Case study problem probability 4 chapter 13 class 12

Case study Chapter 13 (Probability )

After observing attendence register of class XII, class teacher Shri Mishra comes on conclusion that 30% students
have 100% attendence and 70% students are irregular to attend class. When he observed previous year result, he found that 70% of all students who have 100% attendence attain distinction marks while 10% irregular students attain distinction marks. At the end of the year, one student is choosen at random from the class.(Case study problem probability 4 chapter 13 class 12)

Case study problem probability 4 chapter 13 class 12 — After observing attendence register of class XII, class teacher Shri Mishra comes on conclusion that 30% students

(i) The conditional probability that selected student has distinction marks given that the student has 100% attendence is
(a) 1/10 (b) 3/10
(c) 7/10 (d) 9/10

(ii) The conditional probability that selected student has distinction marks, given that tha student is irregular is

(a) 1/10 (b) 3/10
(c) 7/10 (d) 9/10

(iii) Total probability of the selected student having distinction marks from class is

(a) 4/25 (b) 3/25
(c) 7/25 (d) 1/25

(iv) If in random selection, selected student has distinction marks, the probability that the student has 100% attendence is

(a) 1/4 (b) 3/4
(c) 4/7 (d) 3/7

(v) If in random selection, selected student has distinction marks, then the probability that the student is irregular, is
(a) 3/4 (b) 4/7
(c) 1/4 (d) 3/7

Solution: Let X, Y and A be the event such that

X = Student has 100% attendence
Y = Student is irregular
A = Student attains distingtion marks

P(X) = 30/100, P(Y) = 70/100

P(A/X) = 70/100, P(A/Y) = 10/100

(i) Answer (c)
P( student has distinction marks given that the student has 100% attendence )

P(A/X) = 70/100 = 7/10

(ii) Answer (a)

P( student has distinction marks, given that tha student is irregular )

P(A/Y) = 10/100 = 1/10

(iii) Answer (c)

Total probability of the selected student having distinction marks

$P(A) = P(X)\times P(A/X) + P(Y)\times P(A/Y)$
$=\frac{30}{100}\times \frac{70}{100}+ \frac{70}{100}\times \frac{10}{100}$

$= \frac{21}{100}+\frac{7}{100}$
$= \frac{28}{100}=\frac{7}{25}$

(iv) Answer (b)

P( selected student has distinction marks, the probability that the student has 100% attendence)
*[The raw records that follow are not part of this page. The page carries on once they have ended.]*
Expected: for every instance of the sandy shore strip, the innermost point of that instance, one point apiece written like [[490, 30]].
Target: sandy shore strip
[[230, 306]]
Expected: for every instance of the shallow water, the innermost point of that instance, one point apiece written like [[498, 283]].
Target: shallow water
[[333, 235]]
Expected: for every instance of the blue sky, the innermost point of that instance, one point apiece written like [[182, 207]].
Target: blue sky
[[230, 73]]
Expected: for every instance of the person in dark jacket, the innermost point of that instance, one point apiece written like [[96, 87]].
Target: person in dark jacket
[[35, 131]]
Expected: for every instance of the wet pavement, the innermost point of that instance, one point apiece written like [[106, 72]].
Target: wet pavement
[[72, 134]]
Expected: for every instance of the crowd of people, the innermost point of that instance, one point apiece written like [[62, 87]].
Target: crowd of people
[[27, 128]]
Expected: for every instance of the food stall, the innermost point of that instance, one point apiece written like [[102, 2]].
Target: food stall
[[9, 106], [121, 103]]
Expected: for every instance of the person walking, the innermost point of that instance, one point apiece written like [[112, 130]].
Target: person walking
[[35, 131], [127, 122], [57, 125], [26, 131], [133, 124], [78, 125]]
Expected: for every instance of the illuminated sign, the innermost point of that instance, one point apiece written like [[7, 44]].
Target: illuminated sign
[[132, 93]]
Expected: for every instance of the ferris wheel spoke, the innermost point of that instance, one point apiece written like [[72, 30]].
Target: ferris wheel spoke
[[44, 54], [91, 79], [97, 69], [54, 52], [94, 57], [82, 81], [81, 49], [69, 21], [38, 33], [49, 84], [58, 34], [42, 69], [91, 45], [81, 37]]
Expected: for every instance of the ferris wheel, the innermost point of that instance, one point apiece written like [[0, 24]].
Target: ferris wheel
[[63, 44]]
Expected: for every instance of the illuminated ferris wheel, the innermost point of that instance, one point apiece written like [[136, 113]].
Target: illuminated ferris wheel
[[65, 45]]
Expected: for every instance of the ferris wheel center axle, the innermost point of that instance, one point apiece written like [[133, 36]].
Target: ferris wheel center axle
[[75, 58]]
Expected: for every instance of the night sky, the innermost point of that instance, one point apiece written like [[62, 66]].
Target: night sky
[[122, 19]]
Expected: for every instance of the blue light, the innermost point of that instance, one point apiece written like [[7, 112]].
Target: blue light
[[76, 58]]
$P(X/A)= \frac{P(X)\times P(\frac{A}{X})}{P(X)\times P(\frac{A}{X})+P(Y)\times P(\frac{A}{Y})}$

$= \frac{\frac{30}{100}\times \frac{70}{100}}{\frac{30}{100}\times \frac{70}{100}+ \frac{70}{100}\times \frac{10}{100}}$

$= \frac{\frac{21}{100}}{\frac{21}{100}+\frac{7}{100}}$

$= \frac{21}{100}\times \frac{100}{28} = \frac{21}{28}$

$= \frac{3}{4}$

(v) Answer (c)

P(selected student has distinction marks, then the probability that the student is irregular)

$P(Y/A)= \frac{P(Y)\times P(\frac{A}{Y})}{P(X)\times P(\frac{A}{X})+P(Y)\times P(\frac{A}{Y})}$

$= \frac{\frac{70}{100}\times \frac{10}{100}}{\frac{30}{100}\times \frac{70}{100}+ \frac{70}{100}\times \frac{10}{100}}$

$= \frac{\frac{7}{100}}{\frac{21}{100}+\frac{7}{100}}$

$= \frac{7}{28}= \frac{1}{4}$

cbse

Case study Chapter 13 (Probability )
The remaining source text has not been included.